The child was wearing a little black coat and holding a candy cane whose colors had melted. Her dirty nose, sugar-slick face, and frightened eyes showed she was on her own.

“Maman’s in the Bazar,” she said. “Papa went to look for her.”

“You can’t stay here by yourself,” said Laszlo. “Come with me. We’ll go see those people over there. They’re very nice, and they’ll take care of you until we find your parents.”

As he said those words, Laszlo realized how hollow they were.

A little way down the street, he entrusted the girl to a pair of nuns from Notre-Dame de l’Éternel Secours, who had come from rue Francois 1er , worried about their sisters’ fate. They agreed to look after the child while waiting for news of her family.

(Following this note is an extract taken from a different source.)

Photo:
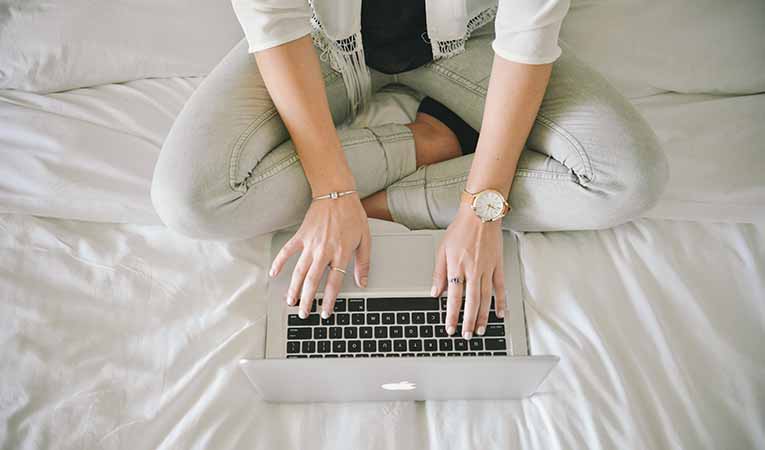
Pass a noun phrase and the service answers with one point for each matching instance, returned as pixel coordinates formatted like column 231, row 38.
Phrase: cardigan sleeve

Fifty yards from the Bazar, the heat was unbearable. Laszlo wanted to get closer but was pushed back by a group of policemen. When he protested that he’d been sent by Le Matin, they curtly told him that only fire and medical personnel were being let through. He tried to get around their line, but a police sergeant grabbed him by the shoulder.

“That’s as far as you’re going, monsieur.”

“My fiancée was in the Bazar,” shouted Laszlo, who had run out of arguments. “Do you know that where the wounded are being taken?”

“Beaujon Hospital in Lariboisière, but what the hell do I know?” said the sergeant, glaring at Laszlo as if to say, Can’t you see what a disaster we have here? “Don’t just stand there!” he snapped. “Go home. There’s no point in---”

The rest of his sentence was lost in an enormous crash that made them all turn around. The entire structure of the Bazar had collapsed, destroying the last hope of finding any survivors. A terrible silence fell, gray with ash and smoke, heavy with the infinite darkness into which the last prisoners of the Bazar de la Charité had been plunged.